El dirigible aterrizó suavemente sobre una gruesa alfombra de césped de un verde pardusco, rodeada de gigantescas cosas parecidas a árboles surrealistas.
31
Las superballenas aparecieron ante los oídos de Susana antes que ante sus ojos. Primero sintió la caricia de un eco-sonar, unas pulsaciones rítmicas. Luego una especie de jadeos silbantes, mezclados con los chasquidos, luego unos murmullos de baja frecuencia, como un hombre hablando en sueños.
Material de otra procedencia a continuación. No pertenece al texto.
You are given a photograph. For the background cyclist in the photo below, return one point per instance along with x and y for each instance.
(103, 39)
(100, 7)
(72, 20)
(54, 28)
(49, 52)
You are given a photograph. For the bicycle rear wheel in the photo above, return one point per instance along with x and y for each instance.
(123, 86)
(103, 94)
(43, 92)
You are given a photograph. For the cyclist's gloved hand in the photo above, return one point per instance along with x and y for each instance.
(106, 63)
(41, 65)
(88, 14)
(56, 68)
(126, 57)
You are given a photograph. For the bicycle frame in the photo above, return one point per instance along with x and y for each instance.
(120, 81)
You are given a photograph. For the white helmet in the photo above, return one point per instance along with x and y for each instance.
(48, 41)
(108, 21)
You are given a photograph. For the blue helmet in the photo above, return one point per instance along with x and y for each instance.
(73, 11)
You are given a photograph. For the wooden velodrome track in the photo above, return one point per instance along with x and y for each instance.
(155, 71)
El Cousteau estaba siendo arrastrado por una fuerte corriente, entre una zona y un cinturón. Aquellos seres aparecieron como una esfera de puntos, allá adelante, sobre las abullonadas nubes pardas. Poco a poco, el Cousteau se fue acercando. Las superballenas se limitaron a abrir su formación para dejarle sitio. No hicieron el menor gesto por acercarse. Susana trató de comunicarse, emitiendo varias llamadas que conocía.
Ahora, volvía a ser aquella chiquilla de doce años, escuchando las canciones de las yubartas, con los ojos cerrados. Pero los ruidos de Júpiter eran absolutamente distintos, y estaban creciendo brutalmente en intensidad… Intentó taparse los oídos, pero esto no era posible. Los estaba sintiendo a través de los sentidos del Cousteau, y no había forma de desconectarlos.
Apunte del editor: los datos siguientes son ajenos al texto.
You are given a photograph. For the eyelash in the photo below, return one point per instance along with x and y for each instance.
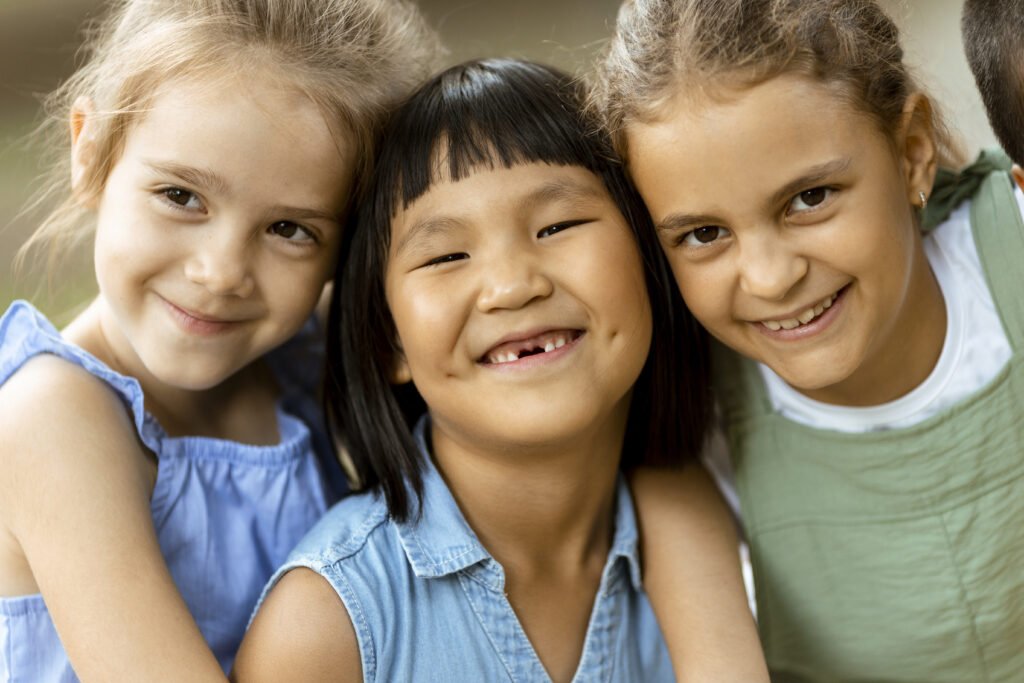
(829, 193)
(165, 194)
(446, 258)
(828, 190)
(555, 228)
(682, 240)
Aquellas gigantescas criaturas se abalanzaban sobre ella, como antes hicieron con Lenov. Y vociferaban inarmónicos retumbos que enturbiaban aún más su mente. Agobiada, sacudió la cabeza de un lado a otro. ¿Intentaban volverla loca? Aquellos sonidos penetrantes desgarraban sus oídos y su alma… Quería aislarse, evadirse de ellos, pero cada vez se introducían más, traspasando, rasgando, despedazando sus capas de conciencia, una tras otra…
Hasta que, repentinamente, cesó.
Y el horripilante estrépito se transformó en ritmo.
… el tiempo se a-r-r-a-s-t-r-a-b-a…
… una sensación de frescura, como cuando uno se sumerge en una piscina…
… la luz se volvió azulada. Las nubes habían adquirido un color más rico, más acentuado…
…un tentáculo culebreó hacia mí, fundiéndose goloso con mi mente…
me hundía en un pasadizo azul, recorriéndolo con rapidez…
Era como en ese viejo arte, el videoclip. Alguien bombeaba un centelleo de imágenes en mi mente. Me maravillé de que no me estallara la cabeza.
El Universo se desplegó ante mis ojos.
Grandes nebulosas oscuras se retorcían, gigantescas superamebas entrelanzándose en una danza macabra. Las ondas de materia interestelar las hacían comprimirse, con ocasionales destellos de supernovas, que enriquecían el medio interestelar con elementos pesados. Algunas nubes adquirían una forma casi esférica, contrayéndose lentamente y girando. Poco a poco, la rotación les daba forma de disco, condensándose, hasta que el núcleo central resplandecía. Estaba presenciando el nacimiento de los sistemas solares. Aquellos debían ser los primeros momentos de la Galaxia, porque apenas había más que hidrógeno y helio…
Los colapsos gravitatorios de las nebulosas dejaban tras de sí una miríada de cuerpecillos helados. Los cometas, formando tenues halos en torno a los soles, que aun no tenían planetas. Pero algunos cometas ya estaban ocupados.